We look at the situation and Seattle, and yes, it's an unfortunate situation, but you have to evaluation your situation based on the information you have of what actually occurred. You have to look at the lessons learned. There were some things that were done well that prevented the incident from being much worse, and then of course, there are things that occurred there that we learned from and that can make security better.
The big thing I've been hearing is that everyone emphasizes the word "vigilance" but as we go through our daily lives, if you go through a period of time where you don't have an incident, you tend to slack off and cut corners. So we've been encouraging everyone to review all of their security policies and procedures that are already in place and make sure that the cutting of corners isn't taking place and that they're following them to the fullest extent of the policy. And then let's look at what we can do to improve security even more.
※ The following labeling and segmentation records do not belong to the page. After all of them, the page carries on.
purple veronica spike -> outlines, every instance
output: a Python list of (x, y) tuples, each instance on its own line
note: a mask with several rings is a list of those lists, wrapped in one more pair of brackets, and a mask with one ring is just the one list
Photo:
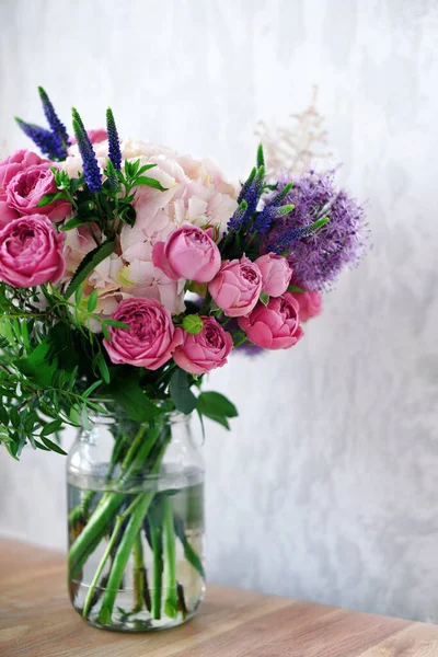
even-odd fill
[(23, 132), (32, 139), (39, 148), (43, 154), (50, 160), (65, 160), (66, 150), (56, 135), (35, 124), (28, 124), (25, 120), (15, 117), (16, 123)]
[(83, 176), (92, 192), (99, 192), (102, 186), (102, 174), (95, 152), (78, 112), (73, 108), (73, 130), (78, 140), (79, 152), (83, 163)]
[(108, 157), (114, 164), (114, 169), (122, 169), (120, 140), (118, 138), (116, 122), (112, 110), (106, 111), (106, 131), (108, 134)]
[(47, 119), (48, 125), (54, 136), (59, 140), (59, 147), (64, 150), (64, 158), (67, 157), (67, 145), (69, 136), (66, 126), (59, 120), (58, 115), (55, 112), (55, 107), (51, 104), (50, 99), (42, 87), (38, 87), (39, 97), (43, 103), (44, 115)]
[[(358, 263), (367, 245), (364, 207), (336, 189), (333, 180), (334, 171), (297, 178), (286, 197), (293, 210), (272, 226), (265, 241), (269, 251), (289, 253), (293, 278), (307, 290), (330, 287), (345, 266)], [(323, 217), (328, 222), (308, 234)]]

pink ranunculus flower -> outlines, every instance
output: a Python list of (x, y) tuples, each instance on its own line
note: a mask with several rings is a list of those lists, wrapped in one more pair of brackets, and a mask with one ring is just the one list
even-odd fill
[(299, 306), (292, 295), (269, 299), (265, 307), (258, 302), (249, 318), (239, 318), (239, 326), (249, 339), (264, 349), (288, 349), (302, 337)]
[(281, 297), (288, 288), (292, 269), (286, 257), (266, 253), (255, 261), (262, 273), (262, 292), (269, 297)]
[(229, 318), (246, 316), (258, 301), (262, 274), (245, 255), (222, 264), (208, 291)]
[(58, 199), (49, 205), (38, 207), (46, 194), (56, 194), (55, 175), (49, 164), (35, 164), (19, 172), (9, 182), (7, 203), (20, 215), (47, 215), (51, 221), (61, 221), (71, 209), (71, 204)]
[(0, 200), (5, 200), (7, 188), (11, 180), (24, 169), (42, 164), (44, 160), (28, 150), (18, 150), (0, 162)]
[[(108, 138), (108, 134), (105, 130), (105, 128), (97, 128), (95, 130), (87, 130), (87, 135), (89, 136), (91, 143), (101, 143), (102, 141), (106, 141)], [(78, 143), (77, 138), (70, 137), (69, 145), (73, 146), (74, 143)]]
[(227, 362), (233, 348), (230, 333), (211, 316), (203, 316), (203, 331), (197, 335), (184, 333), (184, 343), (176, 347), (173, 360), (186, 372), (204, 374)]
[(164, 274), (177, 280), (209, 283), (220, 269), (219, 249), (201, 228), (182, 226), (165, 242), (157, 242), (152, 262)]
[(57, 283), (66, 270), (64, 238), (45, 215), (14, 219), (0, 231), (0, 279), (24, 288)]
[(19, 212), (16, 210), (10, 208), (4, 200), (0, 200), (0, 230), (18, 217)]
[(307, 322), (316, 318), (322, 312), (322, 297), (320, 292), (291, 292), (300, 307), (300, 321)]
[(129, 324), (129, 330), (110, 326), (111, 339), (103, 341), (114, 364), (155, 370), (184, 339), (183, 330), (174, 327), (171, 313), (154, 299), (125, 299), (112, 319)]

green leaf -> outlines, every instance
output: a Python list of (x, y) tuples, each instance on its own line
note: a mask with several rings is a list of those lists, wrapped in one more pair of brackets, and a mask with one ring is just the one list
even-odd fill
[(306, 292), (306, 290), (303, 290), (302, 288), (299, 288), (296, 285), (289, 285), (287, 291), (288, 292)]
[(16, 360), (16, 368), (25, 376), (44, 388), (51, 383), (53, 376), (57, 369), (57, 360), (50, 360), (48, 353), (50, 344), (48, 341), (41, 343), (27, 358)]
[(78, 287), (85, 280), (85, 278), (92, 273), (95, 267), (107, 258), (116, 247), (115, 240), (106, 240), (103, 244), (96, 246), (93, 251), (90, 251), (85, 257), (81, 261), (67, 291), (64, 295), (65, 299), (70, 299), (74, 295)]
[(188, 415), (196, 408), (198, 400), (191, 390), (188, 374), (180, 368), (171, 379), (170, 393), (177, 411)]
[(141, 166), (137, 174), (141, 175), (142, 173), (145, 173), (145, 171), (149, 171), (149, 169), (153, 169), (154, 166), (157, 166), (157, 164), (145, 164), (145, 166)]
[(110, 383), (111, 374), (110, 374), (108, 366), (106, 365), (105, 358), (103, 357), (103, 354), (99, 354), (97, 360), (96, 360), (96, 366), (99, 368), (99, 371), (101, 372), (102, 379), (105, 381), (105, 383)]
[(269, 303), (269, 295), (266, 295), (266, 292), (262, 292), (258, 297), (258, 300), (262, 301), (263, 306), (267, 306)]
[(114, 328), (129, 328), (129, 324), (126, 324), (126, 322), (119, 322), (118, 320), (104, 320), (103, 323), (105, 323), (107, 326), (114, 326)]
[[(48, 449), (50, 449), (51, 451), (56, 451), (58, 454), (62, 454), (62, 457), (67, 457), (67, 452), (65, 452), (64, 449), (59, 447), (59, 445), (44, 436), (42, 436), (41, 439)], [(36, 443), (36, 446), (38, 446), (38, 443)]]
[(68, 200), (68, 196), (66, 196), (66, 194), (64, 194), (64, 192), (58, 192), (57, 194), (46, 194), (45, 196), (43, 196), (43, 198), (41, 199), (41, 201), (38, 203), (38, 205), (36, 207), (42, 208), (45, 205), (49, 205), (50, 203), (54, 203), (54, 200), (58, 200), (58, 198), (64, 198), (65, 200)]
[(183, 328), (191, 335), (198, 335), (204, 328), (204, 322), (197, 314), (186, 315), (183, 320)]
[(94, 312), (97, 306), (97, 290), (93, 290), (89, 297), (88, 303), (87, 303), (87, 310), (89, 312)]
[(61, 226), (60, 230), (68, 231), (73, 228), (78, 228), (79, 226), (84, 226), (85, 223), (92, 223), (93, 221), (97, 221), (97, 217), (73, 217), (66, 221), (64, 226)]
[(51, 434), (56, 434), (62, 428), (61, 419), (54, 419), (54, 422), (49, 422), (41, 433), (39, 438), (43, 439), (43, 436), (51, 436)]
[[(134, 422), (149, 422), (160, 415), (161, 410), (149, 397), (138, 382), (138, 373), (119, 377), (107, 388), (111, 396), (122, 406)], [(106, 390), (102, 391), (105, 394)]]
[(257, 148), (257, 169), (265, 165), (265, 155), (263, 154), (263, 143)]
[(140, 175), (135, 180), (136, 186), (138, 185), (147, 185), (148, 187), (153, 187), (154, 189), (160, 189), (160, 192), (166, 192), (168, 187), (163, 187), (162, 184), (155, 178), (148, 177), (147, 175)]
[(198, 399), (198, 411), (227, 429), (230, 428), (227, 418), (238, 416), (234, 404), (219, 392), (201, 392)]
[[(106, 365), (106, 362), (105, 362), (105, 365)], [(95, 391), (96, 388), (99, 388), (100, 385), (102, 385), (102, 383), (103, 383), (102, 379), (100, 379), (99, 381), (94, 381), (94, 383), (92, 383), (91, 385), (88, 387), (88, 389), (82, 394), (82, 396), (83, 397), (89, 397), (91, 395), (91, 393)]]
[(0, 406), (0, 424), (2, 424), (5, 427), (9, 424), (8, 411), (5, 410), (5, 407), (3, 405)]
It's during this time to review security from a budgetary standpoint or the fact that a certain security policy or procedure was discarded because it may have been inconvenient to members of your congregation or your customers. Now (following an incident) is the chance to get those policies and procedures initiated and part of the daily routine at a particular facility or synagogue. So for things that maybe haven't been received well, now is the time when we reintroduce them ... and because of the climate after an incident they may be better received and actually instituted.
What are some things that can be learned from the Seattle incident?
The bottom line is that you look at your perimeters of security. You're trying to control access to your facility whether it is a corporate headquarters or a synagogue or a school. You're trying to cut down on the possibility that someone untoward would gain access to your inner perimeter and get access to your employees, students or congregants and cause them harm. So what can we do to prevent that?
One of the things we're emphasizing now is to extend those perimeters so we deal with that threat as far away as possible from the people or things you're trying to protect. In Seattle, one of the lessons to be learned is that they just had one perimeter of security. They had one door that was access controlled and that access control was defeated. The facts are still out whether the perpetrator watched the code being punched in or just overpowered the young lady and forced her to put her code in, but having just one perimeter of security, then once that was defeated, he had access.
We're emphasizing multiple layers of security, whether it be conducting vehicle checkpoints at the perimeter at a vehicle gate, or using multiple levels of access control, from the entrance to the building to the inner sanctums of your offices. We need to have more than one layer of security. That's one thing we learned there [in Seattle] and that's what we're trying to emphasize with our agencies and synagogues now.
If you just look at the size of the community, and the activity, the history there, it doesn't compare to some of the larger Jewish communities that have had multiple incidents in the past, so it just emphasizes the fact that you have to be vigilant everywhere, whether you're in a remote area of the country where you think this type of incident wouldn't occur. Of course we seen events in New York City and some of the other largest U.S. cities, but Seattle was remote in that respect. So, it just shows that you have to be vigilant everywhere, all the time.
Does the Seattle incident shed light on weaknesses of the risk assessments in terms of being able to plan for all types of incidents?
One thing I learned in the Secret Service is that there's no such thing as 100 percent security. In the world we live in, in the United States, we're very "open". So again, I go back to that statement that we're just trying to cut down the odds. And there are a number of things in the Seattle area that did that. For example, we have to consider how much information we provide about who we are and what we do, but at the same time providing enough information, so it's a delicate balance of security versus openness.